Two quotes from the paper that I think will motivate people to read it: "Rigorou...

jeffbee · on June 7, 2021

Ehhhh, doesn't align with my experience. I think FDB is actually really poorly tested. When I was evaluating it for replacement of the metadata key-value store at a major, public web services company we found that injecting faults into virtual NVMe devices on individual replicas would cause corrupt results returned to clients. We also found that it would just crash-loop on Linux systems with huge pages, because although someone from the project had written a huge-page-aware C++ allocator "for performance", evidently nobody had ever actually tried to use it, including the author.

It's also really, really weird that their non-scalable architecture hits a brick wall at 25 machines. Ignoring the correctness flaws, it only works if you can either design around that limit by sharding, and never off cross-shard transactions, or if you can assure yourself that your use case will never outgrow half a rack of equipment.

fnordpiglet · on June 7, 2021

Can you fix a point in time? Software evolves and I think a point I saw is that it wasn’t well tested then they changed once production workloads told them it needs to change.
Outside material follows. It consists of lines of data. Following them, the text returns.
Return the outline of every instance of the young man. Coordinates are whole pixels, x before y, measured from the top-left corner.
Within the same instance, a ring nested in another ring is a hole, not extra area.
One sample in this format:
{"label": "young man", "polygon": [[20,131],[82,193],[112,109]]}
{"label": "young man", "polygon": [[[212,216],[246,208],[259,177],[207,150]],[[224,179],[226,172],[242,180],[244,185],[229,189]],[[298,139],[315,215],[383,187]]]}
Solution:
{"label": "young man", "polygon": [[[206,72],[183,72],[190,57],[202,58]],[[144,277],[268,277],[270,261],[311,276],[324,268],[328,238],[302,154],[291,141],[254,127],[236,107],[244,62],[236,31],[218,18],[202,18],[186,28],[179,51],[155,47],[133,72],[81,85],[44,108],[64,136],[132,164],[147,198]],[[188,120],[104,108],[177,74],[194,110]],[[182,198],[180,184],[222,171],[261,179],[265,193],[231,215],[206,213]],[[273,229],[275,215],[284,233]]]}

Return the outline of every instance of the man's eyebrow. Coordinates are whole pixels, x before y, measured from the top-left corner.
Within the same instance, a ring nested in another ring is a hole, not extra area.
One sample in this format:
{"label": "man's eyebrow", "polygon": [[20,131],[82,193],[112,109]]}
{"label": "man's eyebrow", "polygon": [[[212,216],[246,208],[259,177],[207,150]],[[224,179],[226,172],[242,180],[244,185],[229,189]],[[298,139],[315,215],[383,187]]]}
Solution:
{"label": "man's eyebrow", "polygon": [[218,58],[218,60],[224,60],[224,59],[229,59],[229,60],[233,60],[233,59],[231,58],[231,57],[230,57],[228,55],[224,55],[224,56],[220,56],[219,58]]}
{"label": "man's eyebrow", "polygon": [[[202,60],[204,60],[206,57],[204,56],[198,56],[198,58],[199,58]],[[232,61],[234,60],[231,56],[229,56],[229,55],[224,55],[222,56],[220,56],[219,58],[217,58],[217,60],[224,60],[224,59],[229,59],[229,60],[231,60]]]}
rbranson · on June 7, 2021

Were there other distributed databases that did pass the fault injection testing?

jeffbee · on June 7, 2021

There weren't any, which is why that particular shop elected to roll their own distributed system on top of rocks.

In general I think people who think they want to do FoundationDB owe themselves a serious contemplation of the cost/benefit of using Cloud Spanner instead. Obviously you cannot do your own fault injection testing of Spanner, but it does have end-to-end checksums.

sigstoat · on June 7, 2021

> There weren't any, which is why that particular shop elected to roll their own distributed system on top of rocks.

that's nuts. rocks could've been added as a storage engine to fdb far more easily.

jeffbee · on June 7, 2021

For the record, I said the same thing. But it's a management problem because on the one hand you have a known open project with demonstrable flaws, and on the other you have your own in-house developers and you will tend to discount the bugs they haven't written yet.

But, also for the same record, thinking you can implement a reliable, globally-replicated key-value store on top of FoundationDB that is cheaper and better than Cloud Spanner may be evidence of the same cognitive bias.

sigstoat · on June 7, 2021

> But, also for the same record, thinking you can implement a reliable, globally-replicated key-value store on top of FoundationDB that is cheaper and better than Cloud Spanner may be evidence of the same cognitive bias.

man, good thing nobody made any claim like that.

ryanworl · on June 7, 2021

This is currently in progress right now.

https://github.com/apple/foundationdb/blob/e7d7b39f12afa8ea2...

bpicolo · on June 7, 2021

What were the strong contenders?

_vvhw · on June 7, 2021

Thanks for the quotes, I've been wanting to read this paper for some time. Great to see they went through the consensus literature and made a decision to go with Active Disk Paxos, instead of stopping short and not fully understanding the consensus they're building on. The consensus and replication protocol is such a huge part of building a distributed database.

fizwhiz · on June 7, 2021

> de novo Paxos implementation written in Flow

That's... brave. Flow is a DSL built on top of C++?

alistairw · on June 7, 2021

Yeah it's their own language on top of c++ to help them with testing distributed systems with deterministic simulation.

Their talk from a while ago about it was something that really blew me away at the time [0]

[0] https://www.youtube.com/watch?v=4fFDFbi3toc

sandinmyjoints · on June 7, 2021

What is the Flow referred to here?

oconnor663 · on June 7, 2021

It's an async/await framework for C++. I'm not sure what the best source on this is, but here's a discussion: https://forums.foundationdb.org/t/why-was-flow-developed/171...

My understanding is that FDB relies heavily on deterministic simulations for testing, and that their async/await model is a big part of how they make sure they cover different possible interleavings in a deterministic way.